Wednesday, March 6, 2024

The Quarantined Hen

Our chickens don't have Covid.  Or the flu.  Or any other ailment.  But we do have one hen that is in quarantine.  The reason is strange.  The other birds were cannibalizing her.  Chickens can be bad about that.  If one gets picked on and blood appears, the other birds will peck and peck at it.  We found this poor hen with a hole the size of a golf ball between her back and her rear end and a bunch of feathers missing to expose her pink backside.  Blood everywhere!  I thought that she was a goner.

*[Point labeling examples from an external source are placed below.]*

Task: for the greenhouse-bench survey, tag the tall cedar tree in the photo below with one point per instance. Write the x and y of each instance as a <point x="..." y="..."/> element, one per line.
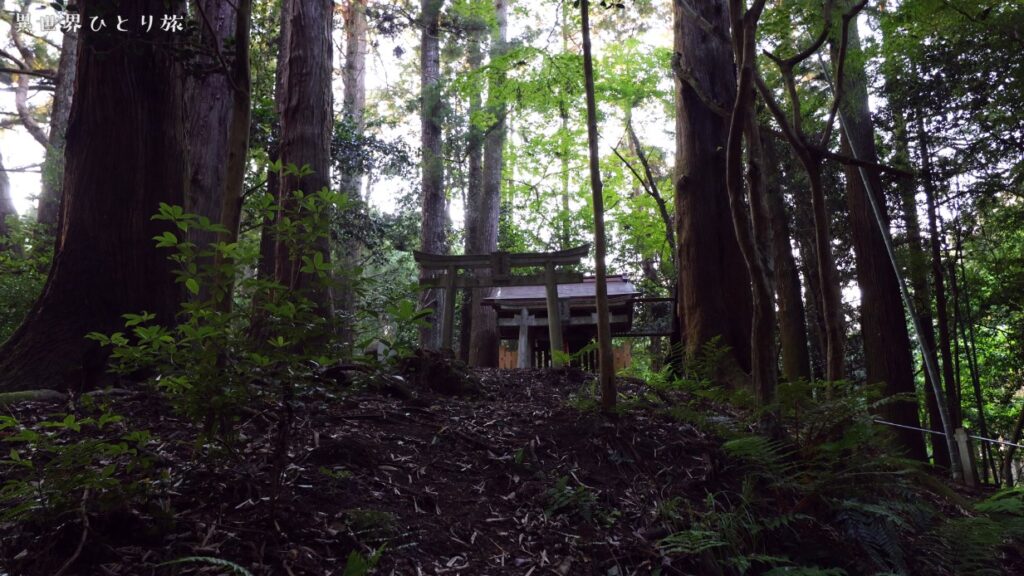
<point x="6" y="208"/>
<point x="811" y="156"/>
<point x="306" y="119"/>
<point x="128" y="96"/>
<point x="752" y="224"/>
<point x="474" y="186"/>
<point x="918" y="272"/>
<point x="715" y="295"/>
<point x="606" y="359"/>
<point x="883" y="320"/>
<point x="483" y="234"/>
<point x="793" y="338"/>
<point x="433" y="229"/>
<point x="352" y="108"/>
<point x="64" y="91"/>
<point x="217" y="128"/>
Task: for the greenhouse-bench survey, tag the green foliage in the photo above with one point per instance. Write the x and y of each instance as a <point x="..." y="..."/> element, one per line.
<point x="570" y="500"/>
<point x="25" y="260"/>
<point x="235" y="568"/>
<point x="239" y="336"/>
<point x="359" y="565"/>
<point x="66" y="462"/>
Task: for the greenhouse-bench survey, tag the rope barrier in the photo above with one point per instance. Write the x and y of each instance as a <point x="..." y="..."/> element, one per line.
<point x="894" y="424"/>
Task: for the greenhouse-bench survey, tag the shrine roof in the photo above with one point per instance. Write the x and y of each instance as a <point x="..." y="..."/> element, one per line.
<point x="619" y="288"/>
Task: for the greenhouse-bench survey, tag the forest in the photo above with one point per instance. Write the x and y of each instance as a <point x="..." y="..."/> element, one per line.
<point x="531" y="287"/>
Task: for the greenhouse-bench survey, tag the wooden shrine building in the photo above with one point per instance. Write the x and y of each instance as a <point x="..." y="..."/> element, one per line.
<point x="522" y="317"/>
<point x="543" y="312"/>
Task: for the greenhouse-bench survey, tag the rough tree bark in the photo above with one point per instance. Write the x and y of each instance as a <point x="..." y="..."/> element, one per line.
<point x="64" y="91"/>
<point x="918" y="268"/>
<point x="474" y="188"/>
<point x="129" y="94"/>
<point x="606" y="372"/>
<point x="353" y="108"/>
<point x="433" y="231"/>
<point x="938" y="275"/>
<point x="715" y="295"/>
<point x="883" y="320"/>
<point x="306" y="120"/>
<point x="792" y="318"/>
<point x="750" y="209"/>
<point x="483" y="337"/>
<point x="218" y="100"/>
<point x="812" y="158"/>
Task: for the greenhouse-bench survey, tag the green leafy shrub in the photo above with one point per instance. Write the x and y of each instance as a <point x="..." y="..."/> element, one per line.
<point x="25" y="260"/>
<point x="238" y="337"/>
<point x="65" y="463"/>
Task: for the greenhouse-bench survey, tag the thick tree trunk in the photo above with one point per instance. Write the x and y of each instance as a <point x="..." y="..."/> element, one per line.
<point x="715" y="297"/>
<point x="938" y="277"/>
<point x="792" y="319"/>
<point x="353" y="107"/>
<point x="606" y="373"/>
<point x="217" y="127"/>
<point x="306" y="121"/>
<point x="918" y="265"/>
<point x="750" y="210"/>
<point x="433" y="231"/>
<point x="64" y="91"/>
<point x="1008" y="458"/>
<point x="129" y="94"/>
<point x="883" y="320"/>
<point x="966" y="325"/>
<point x="804" y="235"/>
<point x="474" y="189"/>
<point x="486" y="205"/>
<point x="6" y="210"/>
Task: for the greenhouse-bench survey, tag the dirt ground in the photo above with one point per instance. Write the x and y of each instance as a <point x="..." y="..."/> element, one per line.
<point x="517" y="478"/>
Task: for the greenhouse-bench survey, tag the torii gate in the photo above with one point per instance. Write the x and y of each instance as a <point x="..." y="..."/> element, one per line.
<point x="501" y="264"/>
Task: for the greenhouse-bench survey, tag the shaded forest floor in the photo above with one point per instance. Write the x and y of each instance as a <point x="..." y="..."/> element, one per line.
<point x="519" y="478"/>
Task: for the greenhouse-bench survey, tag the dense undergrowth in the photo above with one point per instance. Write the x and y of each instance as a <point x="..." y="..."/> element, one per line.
<point x="826" y="496"/>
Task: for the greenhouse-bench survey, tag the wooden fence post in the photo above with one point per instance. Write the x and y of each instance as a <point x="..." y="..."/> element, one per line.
<point x="967" y="464"/>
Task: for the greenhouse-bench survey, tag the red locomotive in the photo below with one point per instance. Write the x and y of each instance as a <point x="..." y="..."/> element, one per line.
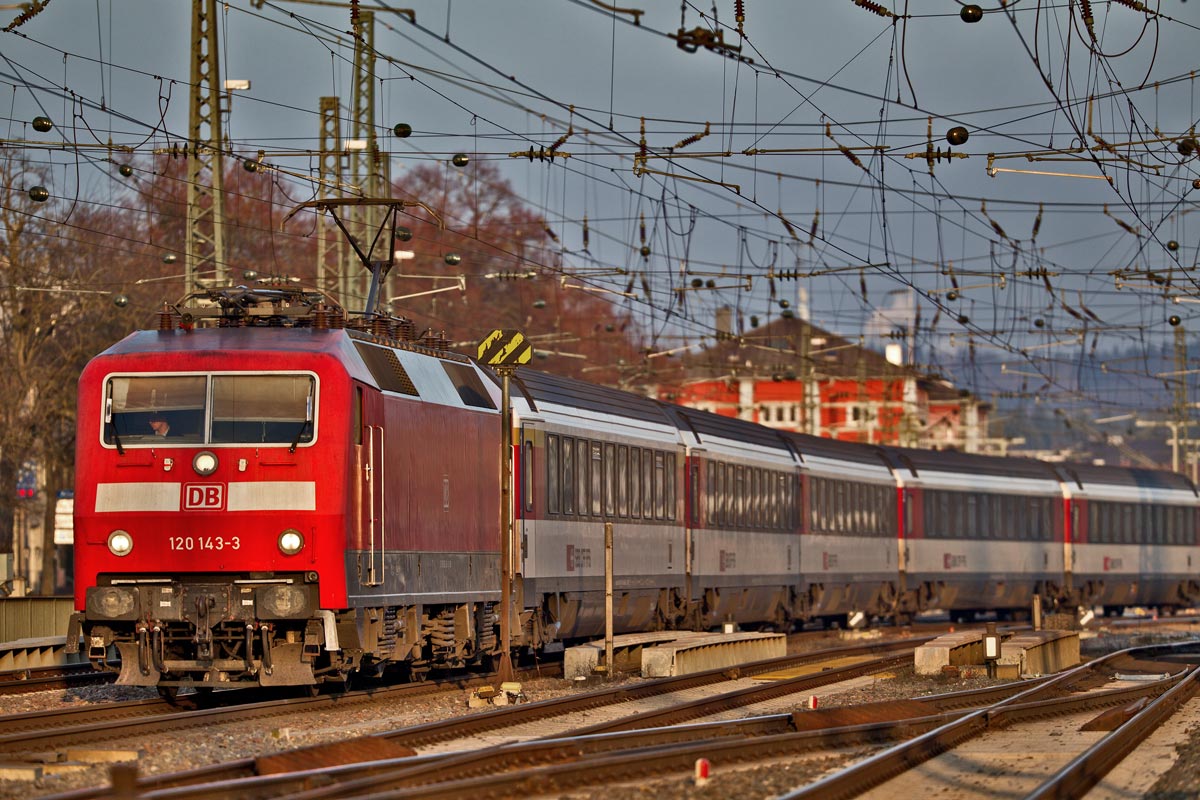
<point x="238" y="483"/>
<point x="270" y="493"/>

We put her in the chicken tractor by herself to get her away from the cannibals.  She survived!  In about a week the wound mostly healed up.  We set her free.  Lo and behold, the same thing happened again.  It's as if we had Hannibal Lector in the barnyard.  We put the poor hen back in quarantine.  She's been there for a couple of weeks.  You can see that new feathers are growing in to cover her exposed rear end.  You can also see the hole.  Gruesome.

She is free to talk and socialize with the other chickens while quarantined in the chicken tractor, but they cannot get to her through the (appropriately named) chicken wire.


She is getting more and more active and has a healthy appetite.  She's healing up.  

Since her injury she hasn't laid an egg.  I don't know if her egg laying mechanical infrastructure is still in place or if it has been damaged.  Tricia and I were just discussing yesterday what we were going to do with her if she doesn't lay eggs anymore.  I told Tricia, within ear shot of the injured hen, "We'll just put her in the freezer and eat her if her egg laying days are behind her."

Well look what was on the ground in the corner of her quarantined enclosure:

It's either the first egg she's laid in weeks OR she heard my comment about butchering her and paid one of her hens on the outside to smuggle in a contraband egg.

Either way, we'll let her heal up for another week or two and finish growing her feathers in to completely cover her wound, and then we'll re-release her into the general population of hens.  Hopefully, this will result in a favorable result.